Before overwriting, the script writes a pre-restore backup of the current live DB to var/snapshots/pre-restore-{ts}-portal.db. These are never rotated automatically — they are your "undo". If after restore you realise you picked the wrong snapshot, you can restore from the pre-restore backup. 5. Restart the portal. Verify the admin obs dashboard shows the expected state (snapshot age resets only on the next successful backup; restore does not reset the sentinel).

RPO / RTO targets

Metric Target How achieved
RPO (Recovery Point Objective) ≤ 24 h Nightly cron snapshot. Worst case: incident occurs at 03:14 UTC, just before the 03:15 cron — we lose 23h 59m of writes.
RTO (Recovery Time Objective) ≤ 15 min Stop portal (1 min), dry-run + restore (2 min), restart and smoke-check (5 min); the remaining 7 min is "operator reads the incident notes".
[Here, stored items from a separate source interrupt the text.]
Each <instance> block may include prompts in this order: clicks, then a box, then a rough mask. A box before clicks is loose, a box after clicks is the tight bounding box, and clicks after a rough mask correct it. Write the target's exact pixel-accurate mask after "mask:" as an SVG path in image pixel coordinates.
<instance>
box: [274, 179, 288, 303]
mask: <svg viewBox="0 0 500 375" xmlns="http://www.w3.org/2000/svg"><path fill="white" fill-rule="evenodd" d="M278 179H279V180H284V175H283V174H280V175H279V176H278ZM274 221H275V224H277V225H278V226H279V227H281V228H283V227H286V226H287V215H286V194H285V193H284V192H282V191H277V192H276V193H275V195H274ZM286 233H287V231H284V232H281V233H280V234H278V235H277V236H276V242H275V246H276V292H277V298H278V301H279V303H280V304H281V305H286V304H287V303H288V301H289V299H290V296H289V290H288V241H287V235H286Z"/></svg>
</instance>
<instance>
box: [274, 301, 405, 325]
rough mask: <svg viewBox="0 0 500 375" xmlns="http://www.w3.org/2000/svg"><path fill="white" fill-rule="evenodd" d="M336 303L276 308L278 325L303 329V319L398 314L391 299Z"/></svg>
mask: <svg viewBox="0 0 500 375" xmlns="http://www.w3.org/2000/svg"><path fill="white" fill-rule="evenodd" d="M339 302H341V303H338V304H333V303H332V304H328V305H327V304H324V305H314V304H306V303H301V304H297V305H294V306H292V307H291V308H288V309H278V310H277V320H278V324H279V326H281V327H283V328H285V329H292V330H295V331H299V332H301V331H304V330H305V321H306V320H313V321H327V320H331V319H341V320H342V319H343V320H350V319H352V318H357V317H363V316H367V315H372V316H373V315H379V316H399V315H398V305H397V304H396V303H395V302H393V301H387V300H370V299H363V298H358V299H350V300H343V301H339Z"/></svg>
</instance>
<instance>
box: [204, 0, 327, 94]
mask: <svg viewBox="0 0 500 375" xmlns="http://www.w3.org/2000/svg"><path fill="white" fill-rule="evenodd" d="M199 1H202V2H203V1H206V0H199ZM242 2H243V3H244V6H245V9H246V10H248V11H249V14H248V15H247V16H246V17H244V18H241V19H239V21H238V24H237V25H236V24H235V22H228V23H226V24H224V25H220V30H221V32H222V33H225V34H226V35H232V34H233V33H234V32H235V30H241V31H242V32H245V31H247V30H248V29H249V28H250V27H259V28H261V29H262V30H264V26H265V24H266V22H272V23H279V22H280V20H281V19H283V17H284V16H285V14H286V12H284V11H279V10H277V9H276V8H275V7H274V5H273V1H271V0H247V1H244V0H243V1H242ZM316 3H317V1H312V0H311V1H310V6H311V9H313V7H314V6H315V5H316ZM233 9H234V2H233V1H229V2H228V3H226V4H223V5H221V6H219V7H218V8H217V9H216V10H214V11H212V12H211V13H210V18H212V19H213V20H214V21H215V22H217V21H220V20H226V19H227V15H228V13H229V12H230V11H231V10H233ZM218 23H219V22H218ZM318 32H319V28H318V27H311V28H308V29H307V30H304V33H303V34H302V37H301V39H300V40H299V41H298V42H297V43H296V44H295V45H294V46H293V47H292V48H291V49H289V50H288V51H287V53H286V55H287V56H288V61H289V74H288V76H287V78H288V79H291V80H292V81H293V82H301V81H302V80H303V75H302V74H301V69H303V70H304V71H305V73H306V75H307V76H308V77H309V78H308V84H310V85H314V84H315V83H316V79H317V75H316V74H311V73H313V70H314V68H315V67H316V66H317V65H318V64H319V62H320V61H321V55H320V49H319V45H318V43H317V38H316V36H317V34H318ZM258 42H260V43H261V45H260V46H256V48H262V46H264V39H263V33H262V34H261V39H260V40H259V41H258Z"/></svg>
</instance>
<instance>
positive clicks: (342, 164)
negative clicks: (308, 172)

These are single-machine numbers. Recovering from a hardware-level loss (disk failure, machine compromise) is out of scope for Phase 41 — that requires off-machine snapshot replication (S3, restic to a remote, etc.), which is deferred to a production deployment phase.

What is NOT in scope

  • Off-machine replication. See above; deferred.
  • Encryption-at-rest for snapshots. The vault snapshot inherits the vault's column-level encryption; the portal snapshot does not. In Phase 41 the portal DB does not contain plaintext passwords or session keys (those live in the vault) — so a leaked snapshot leaks per-student metadata but not credentials. If the threat model later requires encrypted snapshots, that is a follow-up phase.
  • Point-in-time recovery (PITR). SQLite has no built-in WAL archiving. Daily granularity is the contract.

Test restore quarterly

A snapshot you have never restored is not a backup; it is a hopeful file. Schedule a calendar reminder:

  1. On the first Monday of each quarter, copy yesterday's snapshot pair into a scratch directory.
  2. Run portal_restore.py --dry-run against it.
  3. Spin up a throwaway portal instance pointed at the restored DBs.
  4. Log in as the seeded admin; verify three random student journal entries render; verify the audit log contains rows.
  5. Write a one-line entry in experiments/41-portal-dr-drill/<date>.md confirming the drill ran.

The quarterly drill is the artefact that lets you claim a 15-minute RTO in good faith — without it, the number is aspirational.

Cross-references

  • docs/phase-41-learner-portal/theory/07-observability.md — the last_snapshot_age_seconds gauge surfaces the freshness of these snapshots on the dashboard.
  • src/miniportal/obs_extended/service.py — the probes that update that gauge on every /metrics scrape.
  • scripts/portal_backup.py, scripts/portal_restore.py, scripts/portal_snapshot_rotate.py — the three operator-facing entry points.

Common pitfalls

  • Using shutil.copy on a live SQLite file. Described above. Use the online backup API.
  • Forgetting the vault. A portal restore without a matching vault restore can leave password-set tokens unredeemable. Restore the pair.
  • Trusting an un-verified snapshot. Always run PRAGMA integrity_check on the snapshot before treating it as the source of truth. Both portal_backup.py and portal_restore.py do this for you; do not skip it when restoring manually.
  • Rotating away your only good snapshot. Set --keep to at least 14 on a daily schedule, so a week of bad backups still leaves you a week of good ones to fall back to.